January 29, 2012|By Jacqueline L. Urgo, Inquirer Staff Writer
  • Beachgoers enjoy Wildwood's broad and free strand , but City Commissioner Pete Byron says the bill for keeping the beach clean has risen about 14 percent annually in recent years.

WILDWOOD - Come next year, Wildwood may no longer be able to market its famously free beach.

The Cape May County resort's status as one of a handful of Jersey Shore destinations that do not require beach tags is advertised to would-be tourists from Florida to Quebec.

A recent assessment of the city's finances has officials wondering whether that may have to come to an end - a move that at least one tourism expert warned could backfire in a still-sputtering economy.

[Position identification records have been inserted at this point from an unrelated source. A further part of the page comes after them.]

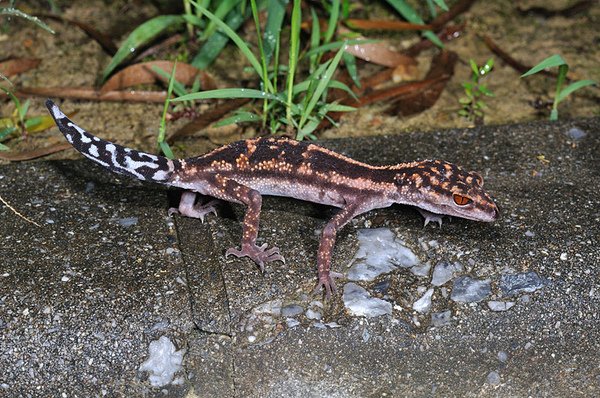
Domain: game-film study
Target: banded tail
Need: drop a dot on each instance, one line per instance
(116, 158)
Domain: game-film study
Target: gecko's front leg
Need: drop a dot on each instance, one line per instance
(189, 208)
(253, 200)
(326, 247)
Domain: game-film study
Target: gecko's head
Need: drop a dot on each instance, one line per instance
(444, 188)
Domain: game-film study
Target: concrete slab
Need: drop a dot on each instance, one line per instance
(534, 330)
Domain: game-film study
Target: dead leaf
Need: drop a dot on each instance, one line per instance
(442, 69)
(103, 40)
(212, 115)
(90, 93)
(379, 24)
(142, 73)
(15, 66)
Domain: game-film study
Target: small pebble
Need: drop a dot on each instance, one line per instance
(292, 310)
(441, 318)
(468, 290)
(511, 284)
(493, 378)
(500, 305)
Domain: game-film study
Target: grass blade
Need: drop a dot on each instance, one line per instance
(140, 36)
(573, 87)
(233, 36)
(273, 27)
(323, 83)
(216, 42)
(239, 117)
(229, 93)
(18, 13)
(554, 60)
(293, 57)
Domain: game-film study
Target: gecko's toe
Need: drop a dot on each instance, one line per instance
(327, 283)
(259, 254)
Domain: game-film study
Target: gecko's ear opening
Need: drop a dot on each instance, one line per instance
(461, 200)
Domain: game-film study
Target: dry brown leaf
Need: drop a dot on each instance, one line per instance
(15, 66)
(142, 73)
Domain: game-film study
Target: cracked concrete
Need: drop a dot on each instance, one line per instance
(108, 272)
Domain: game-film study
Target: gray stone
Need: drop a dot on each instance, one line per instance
(441, 318)
(511, 284)
(468, 290)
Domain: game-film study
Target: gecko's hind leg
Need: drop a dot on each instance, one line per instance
(189, 208)
(253, 200)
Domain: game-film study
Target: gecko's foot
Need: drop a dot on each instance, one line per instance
(327, 282)
(195, 211)
(258, 254)
(430, 217)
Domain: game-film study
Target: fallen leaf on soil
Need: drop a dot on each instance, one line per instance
(35, 153)
(579, 7)
(442, 69)
(379, 24)
(89, 93)
(453, 12)
(143, 73)
(516, 65)
(14, 66)
(380, 54)
(104, 40)
(208, 117)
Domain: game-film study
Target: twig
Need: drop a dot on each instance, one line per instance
(17, 213)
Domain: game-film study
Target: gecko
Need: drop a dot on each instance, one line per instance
(243, 171)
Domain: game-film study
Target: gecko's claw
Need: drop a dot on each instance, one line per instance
(430, 217)
(260, 255)
(195, 211)
(328, 284)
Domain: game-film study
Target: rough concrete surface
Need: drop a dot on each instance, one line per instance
(108, 272)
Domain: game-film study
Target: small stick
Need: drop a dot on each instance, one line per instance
(17, 213)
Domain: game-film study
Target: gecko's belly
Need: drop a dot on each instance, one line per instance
(327, 195)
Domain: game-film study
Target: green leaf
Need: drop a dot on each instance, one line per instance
(441, 4)
(239, 117)
(350, 62)
(18, 13)
(293, 55)
(224, 7)
(339, 108)
(140, 36)
(573, 87)
(216, 42)
(474, 67)
(166, 149)
(233, 36)
(5, 132)
(486, 91)
(332, 22)
(323, 83)
(229, 93)
(273, 27)
(554, 60)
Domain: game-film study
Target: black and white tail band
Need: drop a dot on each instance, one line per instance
(117, 158)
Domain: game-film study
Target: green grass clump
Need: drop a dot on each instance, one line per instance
(472, 103)
(561, 92)
(298, 106)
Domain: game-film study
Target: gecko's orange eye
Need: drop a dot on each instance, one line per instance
(461, 200)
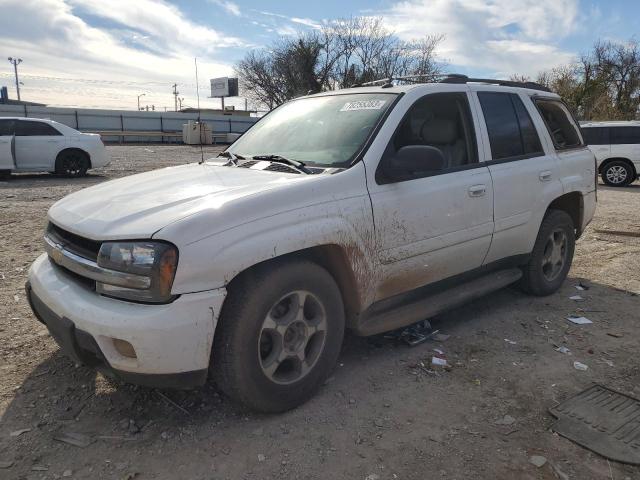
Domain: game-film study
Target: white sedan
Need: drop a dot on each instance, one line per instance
(36, 145)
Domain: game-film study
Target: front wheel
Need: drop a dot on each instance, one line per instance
(617, 174)
(72, 163)
(552, 254)
(279, 336)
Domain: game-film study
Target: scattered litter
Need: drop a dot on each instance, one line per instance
(506, 420)
(438, 361)
(580, 366)
(537, 460)
(76, 439)
(579, 320)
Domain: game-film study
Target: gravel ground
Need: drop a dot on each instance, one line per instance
(384, 414)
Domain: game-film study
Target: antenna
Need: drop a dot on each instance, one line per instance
(195, 61)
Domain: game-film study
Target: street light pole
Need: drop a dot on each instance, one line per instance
(141, 95)
(15, 62)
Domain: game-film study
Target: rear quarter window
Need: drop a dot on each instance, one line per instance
(625, 135)
(563, 129)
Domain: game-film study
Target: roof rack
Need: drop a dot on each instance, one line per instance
(458, 78)
(452, 78)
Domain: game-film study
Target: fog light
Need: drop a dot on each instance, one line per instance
(124, 348)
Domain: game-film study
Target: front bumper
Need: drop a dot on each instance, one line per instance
(172, 342)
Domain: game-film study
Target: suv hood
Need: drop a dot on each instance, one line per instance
(137, 206)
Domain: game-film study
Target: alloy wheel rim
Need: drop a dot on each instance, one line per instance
(292, 337)
(554, 255)
(617, 174)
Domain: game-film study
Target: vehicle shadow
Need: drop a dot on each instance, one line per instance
(118, 420)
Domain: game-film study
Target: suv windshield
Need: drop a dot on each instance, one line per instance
(326, 131)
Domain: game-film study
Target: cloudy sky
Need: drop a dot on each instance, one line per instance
(97, 53)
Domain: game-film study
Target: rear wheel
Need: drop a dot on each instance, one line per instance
(280, 335)
(552, 254)
(72, 163)
(617, 174)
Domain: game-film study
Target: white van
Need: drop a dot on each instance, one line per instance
(616, 146)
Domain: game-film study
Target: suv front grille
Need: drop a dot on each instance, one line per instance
(74, 243)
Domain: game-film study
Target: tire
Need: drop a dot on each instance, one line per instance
(555, 243)
(617, 173)
(260, 324)
(72, 163)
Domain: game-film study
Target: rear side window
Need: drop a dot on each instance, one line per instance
(6, 127)
(25, 128)
(563, 129)
(596, 135)
(511, 131)
(625, 135)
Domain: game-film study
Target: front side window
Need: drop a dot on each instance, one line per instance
(442, 121)
(596, 135)
(511, 131)
(563, 129)
(625, 135)
(326, 131)
(6, 128)
(26, 128)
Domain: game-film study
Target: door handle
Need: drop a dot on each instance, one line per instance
(545, 176)
(477, 190)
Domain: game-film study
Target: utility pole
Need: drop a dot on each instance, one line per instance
(175, 96)
(15, 62)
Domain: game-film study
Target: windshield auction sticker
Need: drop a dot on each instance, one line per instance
(363, 105)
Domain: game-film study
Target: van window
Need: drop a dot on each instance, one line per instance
(443, 121)
(511, 131)
(6, 127)
(625, 135)
(26, 128)
(596, 135)
(563, 129)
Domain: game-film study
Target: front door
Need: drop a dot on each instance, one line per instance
(37, 144)
(6, 145)
(438, 223)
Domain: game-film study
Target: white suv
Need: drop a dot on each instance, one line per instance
(38, 145)
(616, 146)
(367, 208)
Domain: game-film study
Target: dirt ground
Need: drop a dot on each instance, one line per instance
(382, 415)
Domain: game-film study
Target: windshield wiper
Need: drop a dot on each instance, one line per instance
(297, 164)
(233, 158)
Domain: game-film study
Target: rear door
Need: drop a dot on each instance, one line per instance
(37, 145)
(436, 224)
(524, 172)
(625, 143)
(6, 144)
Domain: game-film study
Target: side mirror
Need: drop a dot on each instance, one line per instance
(414, 159)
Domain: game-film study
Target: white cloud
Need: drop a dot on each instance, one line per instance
(230, 7)
(153, 46)
(501, 36)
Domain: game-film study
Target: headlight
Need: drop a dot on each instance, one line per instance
(155, 261)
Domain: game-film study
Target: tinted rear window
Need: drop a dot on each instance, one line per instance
(6, 127)
(511, 131)
(596, 135)
(25, 128)
(622, 135)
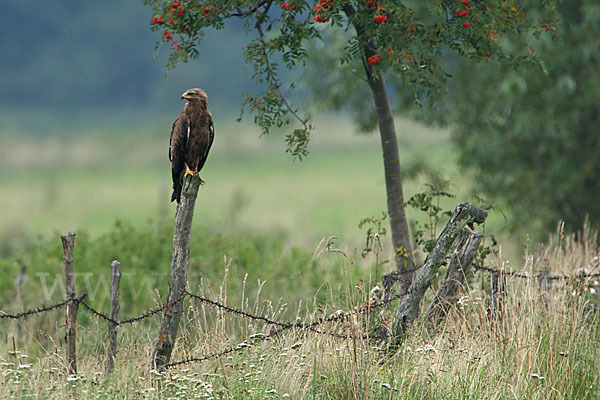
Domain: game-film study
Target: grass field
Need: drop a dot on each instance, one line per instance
(90, 180)
(258, 220)
(544, 347)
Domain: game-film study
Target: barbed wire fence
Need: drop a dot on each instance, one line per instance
(280, 326)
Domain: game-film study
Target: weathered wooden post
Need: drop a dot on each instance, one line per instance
(68, 243)
(465, 249)
(498, 278)
(545, 283)
(407, 312)
(161, 354)
(111, 348)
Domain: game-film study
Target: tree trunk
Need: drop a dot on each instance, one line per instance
(391, 159)
(161, 354)
(393, 176)
(407, 312)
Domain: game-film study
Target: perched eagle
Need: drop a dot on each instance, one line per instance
(192, 135)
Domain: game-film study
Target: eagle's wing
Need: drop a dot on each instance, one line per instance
(211, 137)
(177, 150)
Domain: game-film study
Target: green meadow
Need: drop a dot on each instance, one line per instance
(256, 246)
(87, 181)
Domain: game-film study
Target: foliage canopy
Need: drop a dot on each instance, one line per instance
(409, 39)
(532, 136)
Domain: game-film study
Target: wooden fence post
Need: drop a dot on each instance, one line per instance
(497, 294)
(68, 243)
(111, 348)
(546, 285)
(407, 312)
(161, 353)
(465, 249)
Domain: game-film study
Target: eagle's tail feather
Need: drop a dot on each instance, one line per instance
(176, 192)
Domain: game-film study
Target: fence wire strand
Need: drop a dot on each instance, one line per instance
(281, 325)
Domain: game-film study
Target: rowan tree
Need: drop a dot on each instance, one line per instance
(407, 40)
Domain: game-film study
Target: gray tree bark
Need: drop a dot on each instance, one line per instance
(465, 249)
(111, 350)
(393, 177)
(161, 353)
(391, 159)
(407, 312)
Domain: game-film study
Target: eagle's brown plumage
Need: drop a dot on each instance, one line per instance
(192, 135)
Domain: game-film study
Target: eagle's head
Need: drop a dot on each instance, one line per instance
(195, 95)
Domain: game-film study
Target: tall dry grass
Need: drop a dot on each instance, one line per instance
(544, 346)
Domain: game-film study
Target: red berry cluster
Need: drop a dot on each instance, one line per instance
(287, 6)
(378, 10)
(374, 60)
(322, 6)
(462, 13)
(174, 10)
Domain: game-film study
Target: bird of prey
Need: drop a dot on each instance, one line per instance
(192, 135)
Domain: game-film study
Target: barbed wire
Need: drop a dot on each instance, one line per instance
(142, 316)
(525, 275)
(33, 311)
(282, 326)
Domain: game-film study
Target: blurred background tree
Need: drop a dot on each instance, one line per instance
(406, 39)
(532, 138)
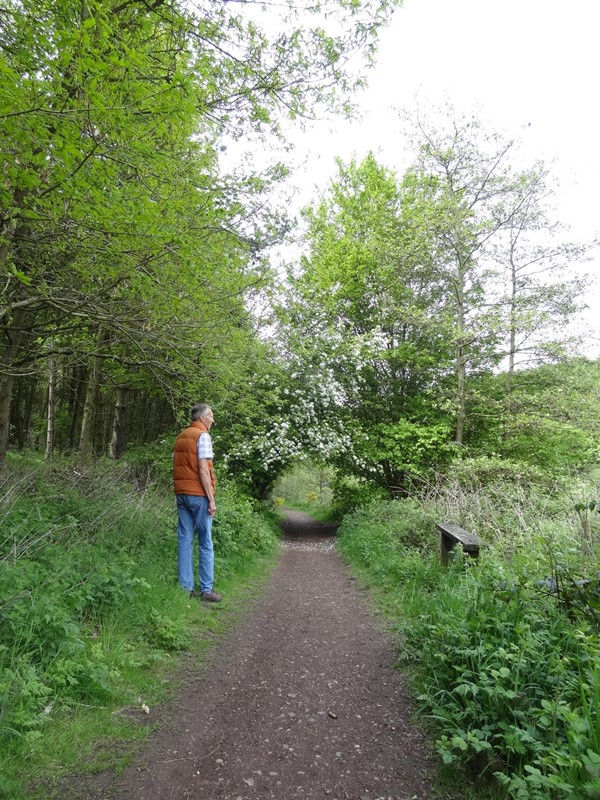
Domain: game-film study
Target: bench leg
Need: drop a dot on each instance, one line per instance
(446, 545)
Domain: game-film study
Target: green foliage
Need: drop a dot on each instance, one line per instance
(503, 651)
(88, 587)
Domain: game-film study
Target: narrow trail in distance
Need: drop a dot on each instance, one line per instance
(300, 701)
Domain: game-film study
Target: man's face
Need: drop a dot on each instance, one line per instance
(208, 419)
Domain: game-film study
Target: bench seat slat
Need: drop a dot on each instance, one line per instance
(468, 540)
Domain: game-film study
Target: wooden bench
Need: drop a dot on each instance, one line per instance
(451, 535)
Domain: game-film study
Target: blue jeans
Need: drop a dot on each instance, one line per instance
(193, 513)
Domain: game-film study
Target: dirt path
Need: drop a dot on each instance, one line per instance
(302, 701)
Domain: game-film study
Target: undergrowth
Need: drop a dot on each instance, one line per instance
(91, 616)
(503, 652)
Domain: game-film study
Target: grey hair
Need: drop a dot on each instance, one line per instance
(199, 410)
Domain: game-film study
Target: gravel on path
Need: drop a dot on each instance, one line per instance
(301, 701)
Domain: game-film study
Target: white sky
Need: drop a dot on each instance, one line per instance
(531, 67)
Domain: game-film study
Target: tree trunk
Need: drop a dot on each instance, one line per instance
(13, 333)
(461, 359)
(51, 408)
(119, 433)
(91, 398)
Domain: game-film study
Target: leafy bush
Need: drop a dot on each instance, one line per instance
(88, 584)
(503, 651)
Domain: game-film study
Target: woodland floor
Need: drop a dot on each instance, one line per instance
(301, 700)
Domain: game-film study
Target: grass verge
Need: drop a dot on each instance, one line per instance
(95, 630)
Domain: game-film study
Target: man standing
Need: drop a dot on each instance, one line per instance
(194, 481)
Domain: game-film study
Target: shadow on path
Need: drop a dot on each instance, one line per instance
(301, 701)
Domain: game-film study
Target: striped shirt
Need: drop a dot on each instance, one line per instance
(204, 446)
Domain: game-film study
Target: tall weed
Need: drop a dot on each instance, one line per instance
(88, 588)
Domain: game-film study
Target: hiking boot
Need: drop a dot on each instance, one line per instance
(210, 597)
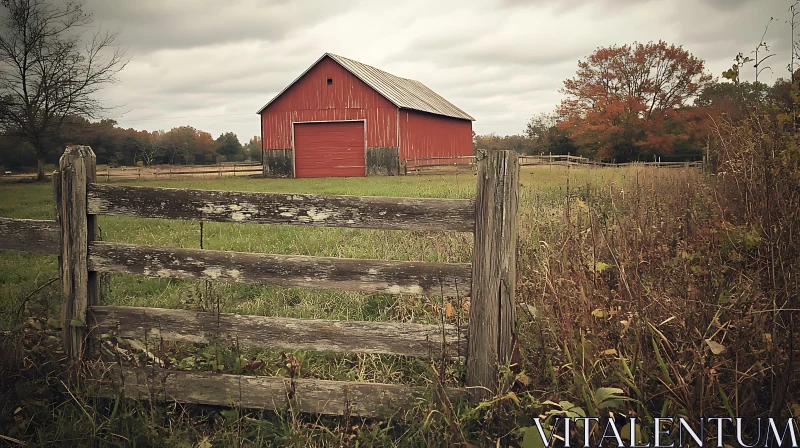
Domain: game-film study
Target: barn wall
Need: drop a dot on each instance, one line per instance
(277, 162)
(312, 99)
(425, 135)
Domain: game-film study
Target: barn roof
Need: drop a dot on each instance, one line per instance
(404, 93)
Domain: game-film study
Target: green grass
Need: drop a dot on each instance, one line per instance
(545, 191)
(22, 273)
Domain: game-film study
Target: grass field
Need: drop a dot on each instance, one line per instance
(555, 222)
(21, 273)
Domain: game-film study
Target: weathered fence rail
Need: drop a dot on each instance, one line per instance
(489, 281)
(30, 235)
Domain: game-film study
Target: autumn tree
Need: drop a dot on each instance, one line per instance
(50, 69)
(253, 148)
(229, 148)
(189, 146)
(632, 101)
(546, 137)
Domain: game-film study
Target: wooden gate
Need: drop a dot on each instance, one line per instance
(489, 280)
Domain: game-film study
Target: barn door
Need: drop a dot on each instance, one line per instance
(329, 149)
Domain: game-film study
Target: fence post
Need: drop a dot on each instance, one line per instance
(492, 312)
(77, 169)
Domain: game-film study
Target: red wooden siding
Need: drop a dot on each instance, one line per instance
(312, 99)
(329, 149)
(424, 135)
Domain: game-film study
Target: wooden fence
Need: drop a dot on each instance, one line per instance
(418, 166)
(489, 280)
(233, 169)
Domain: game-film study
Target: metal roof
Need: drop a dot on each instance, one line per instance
(404, 93)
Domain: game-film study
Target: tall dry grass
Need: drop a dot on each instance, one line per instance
(680, 289)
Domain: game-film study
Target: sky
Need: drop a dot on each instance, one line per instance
(212, 64)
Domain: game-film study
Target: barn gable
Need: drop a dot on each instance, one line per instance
(344, 118)
(402, 92)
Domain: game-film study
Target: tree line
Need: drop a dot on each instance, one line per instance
(116, 146)
(640, 102)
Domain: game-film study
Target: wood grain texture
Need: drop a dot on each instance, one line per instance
(76, 167)
(30, 235)
(492, 308)
(294, 334)
(287, 209)
(305, 395)
(369, 276)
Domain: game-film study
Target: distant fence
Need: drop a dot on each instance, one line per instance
(424, 164)
(433, 164)
(576, 160)
(161, 172)
(489, 280)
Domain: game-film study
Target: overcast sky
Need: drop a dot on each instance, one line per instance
(213, 64)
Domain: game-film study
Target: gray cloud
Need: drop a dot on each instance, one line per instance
(213, 64)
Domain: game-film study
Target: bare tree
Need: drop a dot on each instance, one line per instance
(51, 66)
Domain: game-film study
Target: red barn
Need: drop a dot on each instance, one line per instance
(344, 118)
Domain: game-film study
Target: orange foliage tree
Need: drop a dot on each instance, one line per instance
(632, 102)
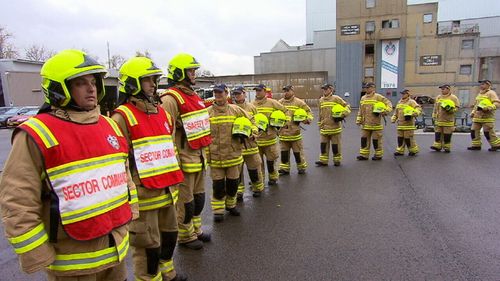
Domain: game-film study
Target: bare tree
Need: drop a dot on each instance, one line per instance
(96, 58)
(116, 61)
(146, 54)
(38, 53)
(7, 50)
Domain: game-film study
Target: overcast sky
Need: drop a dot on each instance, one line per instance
(223, 35)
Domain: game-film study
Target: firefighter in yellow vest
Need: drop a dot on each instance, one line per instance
(66, 194)
(155, 170)
(267, 140)
(444, 118)
(192, 135)
(250, 151)
(225, 152)
(332, 111)
(483, 116)
(372, 109)
(406, 111)
(290, 135)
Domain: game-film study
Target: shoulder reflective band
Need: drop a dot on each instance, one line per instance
(90, 260)
(29, 240)
(291, 107)
(129, 114)
(42, 131)
(222, 119)
(113, 125)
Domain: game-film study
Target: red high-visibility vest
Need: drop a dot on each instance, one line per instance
(154, 151)
(85, 166)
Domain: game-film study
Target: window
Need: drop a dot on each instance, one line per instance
(465, 69)
(368, 71)
(395, 23)
(468, 44)
(427, 18)
(370, 26)
(369, 49)
(390, 23)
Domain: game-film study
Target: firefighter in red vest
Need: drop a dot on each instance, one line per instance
(191, 137)
(66, 193)
(155, 170)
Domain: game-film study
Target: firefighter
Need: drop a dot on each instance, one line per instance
(290, 135)
(406, 111)
(373, 108)
(332, 111)
(155, 170)
(66, 194)
(251, 156)
(483, 116)
(192, 135)
(444, 118)
(267, 140)
(225, 152)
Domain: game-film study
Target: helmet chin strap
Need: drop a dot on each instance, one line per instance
(141, 95)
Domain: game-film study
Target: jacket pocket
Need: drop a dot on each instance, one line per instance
(140, 235)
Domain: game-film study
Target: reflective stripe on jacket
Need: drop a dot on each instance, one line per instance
(194, 118)
(291, 131)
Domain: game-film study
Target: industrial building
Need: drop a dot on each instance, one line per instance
(392, 44)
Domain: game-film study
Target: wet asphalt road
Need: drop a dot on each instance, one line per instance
(432, 217)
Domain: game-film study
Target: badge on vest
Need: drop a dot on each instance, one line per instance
(113, 141)
(167, 127)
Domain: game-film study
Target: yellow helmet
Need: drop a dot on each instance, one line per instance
(64, 66)
(299, 115)
(408, 111)
(242, 127)
(261, 121)
(447, 104)
(379, 107)
(133, 70)
(277, 119)
(485, 103)
(178, 66)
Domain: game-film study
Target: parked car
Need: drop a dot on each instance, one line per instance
(5, 109)
(424, 100)
(24, 114)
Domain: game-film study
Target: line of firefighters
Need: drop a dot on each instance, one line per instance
(78, 188)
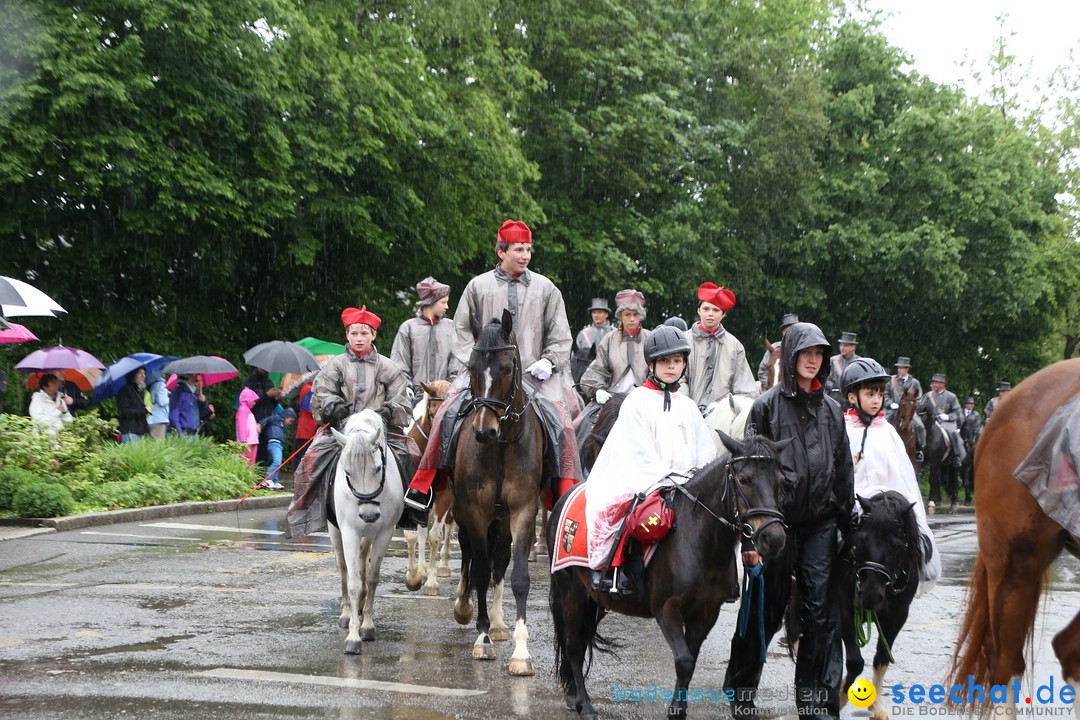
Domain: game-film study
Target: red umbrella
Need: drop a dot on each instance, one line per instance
(16, 333)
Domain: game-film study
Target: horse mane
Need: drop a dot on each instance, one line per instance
(895, 505)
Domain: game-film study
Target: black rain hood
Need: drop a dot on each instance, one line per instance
(801, 336)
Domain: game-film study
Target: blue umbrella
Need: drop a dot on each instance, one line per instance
(116, 376)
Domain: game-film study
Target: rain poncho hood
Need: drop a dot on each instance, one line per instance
(801, 336)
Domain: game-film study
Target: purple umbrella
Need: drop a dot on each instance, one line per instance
(52, 358)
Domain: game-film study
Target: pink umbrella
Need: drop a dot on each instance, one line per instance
(208, 378)
(16, 333)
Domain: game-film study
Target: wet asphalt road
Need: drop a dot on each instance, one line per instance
(220, 616)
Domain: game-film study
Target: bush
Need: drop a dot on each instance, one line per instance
(138, 491)
(43, 500)
(11, 480)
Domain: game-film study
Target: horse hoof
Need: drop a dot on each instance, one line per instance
(521, 667)
(462, 615)
(484, 651)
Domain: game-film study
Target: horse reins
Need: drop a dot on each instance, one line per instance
(742, 528)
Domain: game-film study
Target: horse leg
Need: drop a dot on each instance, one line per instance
(343, 572)
(414, 542)
(462, 607)
(499, 632)
(351, 545)
(523, 534)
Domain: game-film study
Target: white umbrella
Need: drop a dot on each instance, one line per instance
(18, 298)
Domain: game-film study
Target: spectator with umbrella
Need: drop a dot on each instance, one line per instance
(48, 407)
(132, 408)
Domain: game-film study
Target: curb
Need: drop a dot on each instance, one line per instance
(37, 526)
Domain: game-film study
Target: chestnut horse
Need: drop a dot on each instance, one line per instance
(496, 486)
(689, 576)
(420, 567)
(1016, 541)
(902, 420)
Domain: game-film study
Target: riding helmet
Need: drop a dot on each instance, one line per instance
(859, 371)
(665, 340)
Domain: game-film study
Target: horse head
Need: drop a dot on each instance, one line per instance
(756, 478)
(495, 377)
(887, 549)
(363, 461)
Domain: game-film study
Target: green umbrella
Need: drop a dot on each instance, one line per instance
(316, 347)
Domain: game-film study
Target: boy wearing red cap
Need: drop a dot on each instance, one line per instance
(543, 341)
(718, 365)
(423, 344)
(348, 383)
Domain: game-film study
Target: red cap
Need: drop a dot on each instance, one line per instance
(720, 297)
(351, 315)
(515, 231)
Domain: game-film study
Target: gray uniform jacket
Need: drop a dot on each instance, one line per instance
(348, 384)
(422, 351)
(615, 354)
(718, 367)
(540, 323)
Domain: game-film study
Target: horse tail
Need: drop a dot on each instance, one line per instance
(971, 656)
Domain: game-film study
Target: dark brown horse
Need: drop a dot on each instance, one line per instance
(1016, 540)
(689, 576)
(496, 486)
(420, 567)
(902, 420)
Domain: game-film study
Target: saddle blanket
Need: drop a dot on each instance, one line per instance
(1050, 469)
(571, 543)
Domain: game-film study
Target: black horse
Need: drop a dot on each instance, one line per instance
(879, 573)
(593, 431)
(937, 458)
(691, 573)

It costs at least $1.5 million a year to groom the strand, say officials in Wildwood, where the population swells from about 5,300 to 250,000 in the summer. The money from beach badges would help cover that maintenance and reduce strain on the city budget, which has suffered the effects of a shrinking tax base.

"Property owners here are already paying a beach fee in the form of the taxes they pay. . . . It seems unfair to keep expecting they will be the ones to bear all of that burden as costs continue to rise," said Wildwood City Commissioner Pete Byron, who said the bill for keeping the beach clean had risen about 14 percent annually in recent years.

Officials are completing an analysis to determine whether the badges would cost too much in the long run, Byron said. Wildwood has such a vast oceanfront - about two miles long and nearly a half-mile wide in spots - that it may be too expensive to create restricted-access points where badges could be checked and sold, he said.

The city also is investigating whether different revenue-generating activities on the expanse might prove as lucrative - and less infuriating to tourists. Private cabanas, beach bars, RV camping areas, storage-box rentals, and expanding the resort's new offseason horseback-riding program all have been mentioned, Byron said. No timetable has been set for a decision.

One possibility is to put the badge question to voters in the form of a referendum, which has not happened in Wildwood for 30 years. In any case, the beaches will be free in 2012.

If tags prove necessary, Wildwood would sell them for less than the Shore average of $5 daily, $10 weekly, and $20 for the season, Byron said.

Nearly all Shore resorts - with the exception of Strathmere, Atlantic City, and the Wildwoods - require beachgoers to buy badges. In most places, that has been the case for more than four decades. Towns are not allowed to profit from the sale of tags.